Pope Francis was also invited to a private meeting with Grand Ayatollah Sayyid Ali al-Husayni al-Sistani, one of the most influential authorities in Shia Islam, and his meeting with interreligious leaders on the Plain of Ur.
Most of his speeches during the trip touched on the need to overcome interreligious and ethnic conflicts and barriers, and to establish a stronger sense of national unity and brotherhood beyond one’s affiliations.
On the one-month anniversary of the papal trip, Sako published a lengthy reflection outlining his vision for Iraq’s future, suggesting, among other things, that a stricter separation between religion and the state be enforced.
In the reflection, Sako called the papal trip “an ideal opportunity that all Iraqis must take advantage of to return, with all their confessions and religions, to themselves and their patriotism.”
This involves “turning the page from the past and opening a new page for reconciliation” by strengthening a sense of national fraternity, respecting differences, fighting for peace, rebuilding the country’s crumbling institutions and allowing displaced people to return to their homes, he said.
Sako insisted that Iraqis, both “in principle and by constitution”, are all citizens “with equal rights and duties, and citizenship cannot be limited to religion, creed, region, race, or number.”
In this regard, Sako suggested that perhaps now is the time “to separate religion from the state and build a civil state, as the Christians West has done for a long time,” insisting that the creation of a civil or secular state “is not hostile to religion, but rather respects all religions, and does not include religion in politics.”
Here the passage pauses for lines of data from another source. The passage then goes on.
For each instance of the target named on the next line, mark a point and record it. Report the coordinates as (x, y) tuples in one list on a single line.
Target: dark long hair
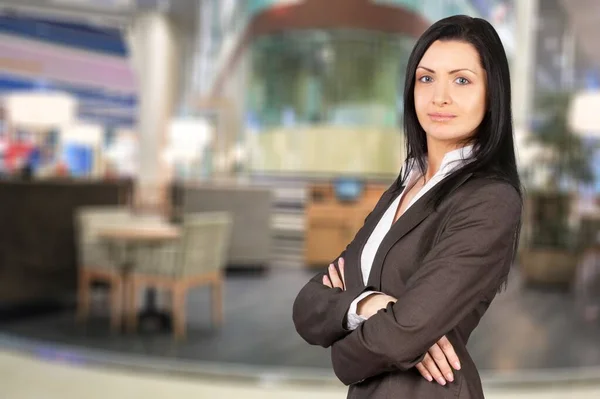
[(493, 152)]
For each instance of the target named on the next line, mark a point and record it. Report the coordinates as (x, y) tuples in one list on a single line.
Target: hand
[(335, 280), (437, 361), (373, 304)]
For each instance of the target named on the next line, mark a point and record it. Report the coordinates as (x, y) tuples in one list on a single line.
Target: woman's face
[(450, 92)]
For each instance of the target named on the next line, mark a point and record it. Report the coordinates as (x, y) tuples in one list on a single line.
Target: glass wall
[(315, 94)]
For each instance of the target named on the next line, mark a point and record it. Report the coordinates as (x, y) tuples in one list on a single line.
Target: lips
[(441, 117)]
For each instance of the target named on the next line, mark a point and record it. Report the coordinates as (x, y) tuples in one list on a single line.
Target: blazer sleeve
[(466, 266), (319, 312)]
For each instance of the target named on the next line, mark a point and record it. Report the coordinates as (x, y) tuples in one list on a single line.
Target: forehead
[(451, 55)]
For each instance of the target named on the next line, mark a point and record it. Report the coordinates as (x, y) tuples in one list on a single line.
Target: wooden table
[(136, 234)]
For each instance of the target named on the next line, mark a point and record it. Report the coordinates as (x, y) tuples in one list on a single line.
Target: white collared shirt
[(451, 161)]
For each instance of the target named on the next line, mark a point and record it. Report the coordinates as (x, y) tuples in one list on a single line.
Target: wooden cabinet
[(332, 224)]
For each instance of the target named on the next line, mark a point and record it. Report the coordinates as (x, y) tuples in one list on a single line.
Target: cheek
[(421, 102), (474, 107)]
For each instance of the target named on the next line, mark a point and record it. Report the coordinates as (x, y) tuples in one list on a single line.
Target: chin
[(445, 133)]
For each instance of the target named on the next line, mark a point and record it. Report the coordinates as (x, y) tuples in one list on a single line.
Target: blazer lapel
[(411, 218)]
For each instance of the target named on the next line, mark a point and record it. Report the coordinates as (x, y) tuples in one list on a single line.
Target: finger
[(432, 368), (342, 273), (424, 372), (335, 277), (440, 359), (448, 350)]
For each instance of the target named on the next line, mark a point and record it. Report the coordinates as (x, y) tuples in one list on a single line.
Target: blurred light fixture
[(40, 110), (187, 139), (584, 113), (83, 133)]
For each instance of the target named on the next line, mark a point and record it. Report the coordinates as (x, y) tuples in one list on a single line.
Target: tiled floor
[(525, 330), (23, 377)]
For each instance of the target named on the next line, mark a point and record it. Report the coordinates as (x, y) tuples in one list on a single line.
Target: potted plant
[(549, 253)]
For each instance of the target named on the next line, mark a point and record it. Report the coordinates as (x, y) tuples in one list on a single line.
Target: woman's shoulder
[(493, 189)]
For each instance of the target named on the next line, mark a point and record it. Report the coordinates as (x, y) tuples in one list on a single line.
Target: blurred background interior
[(173, 171)]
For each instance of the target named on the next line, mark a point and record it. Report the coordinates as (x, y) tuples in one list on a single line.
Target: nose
[(441, 94)]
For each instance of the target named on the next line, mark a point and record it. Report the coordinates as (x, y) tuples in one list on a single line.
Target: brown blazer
[(445, 266)]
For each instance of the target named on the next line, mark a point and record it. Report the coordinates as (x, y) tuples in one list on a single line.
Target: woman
[(401, 301)]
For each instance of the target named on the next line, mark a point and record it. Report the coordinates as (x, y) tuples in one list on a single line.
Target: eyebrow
[(451, 72)]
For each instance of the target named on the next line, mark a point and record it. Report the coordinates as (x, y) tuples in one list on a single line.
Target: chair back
[(89, 222), (204, 243)]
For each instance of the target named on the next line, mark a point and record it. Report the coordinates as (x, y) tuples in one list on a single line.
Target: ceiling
[(584, 17), (112, 13)]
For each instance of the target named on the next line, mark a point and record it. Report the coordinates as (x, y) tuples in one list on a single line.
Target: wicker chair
[(196, 258), (97, 262)]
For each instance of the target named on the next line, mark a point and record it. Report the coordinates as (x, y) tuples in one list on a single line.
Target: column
[(523, 80), (155, 56)]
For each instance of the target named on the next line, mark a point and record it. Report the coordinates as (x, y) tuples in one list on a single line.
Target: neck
[(436, 151)]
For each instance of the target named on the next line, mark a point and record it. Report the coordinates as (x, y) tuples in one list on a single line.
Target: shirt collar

In a bid to further tear down barriers with the Islamic community, Sako made an appeal on behalf of Christians in an April 12 message to Muslims for the start of the month of Ramadan.
He voiced his hope that the month of Ramadan for Muslims would be “an opportunity to get closer to God and to people through fasting, prayer, acts of charity, mercy, forgiveness and reconciliation, and to deepen the bonds of brotherhood, friendship and respect that Pope Francis recalled during his visit to our country from 5 to 8 March.”
“On this occasion, I ask for the adoption of the denomination of Christians as ‘People of the Book,’ which must be included in textbooks used in national schools to replace other erroneous and unacceptable definitions,” he said.
In some schools in Iraq, Christians are still referred to as either “infidels” or “polytheists,” which have traditionally been phrases associated with anti-Christian sentiment within Islam.
Sako’s suggested alternative of denominating Christians as “people of the book,” a Koranic term that is frequently used in Islamic school texts.
In his message, Sako voiced hope that for Muslims, Ramadan would also be an opportunity to “promote the principles of peace, stability and coexistence, so as to open a new positive page in the life of Iraqis, so that everyone can enjoy happiness after all evils they have suffered.”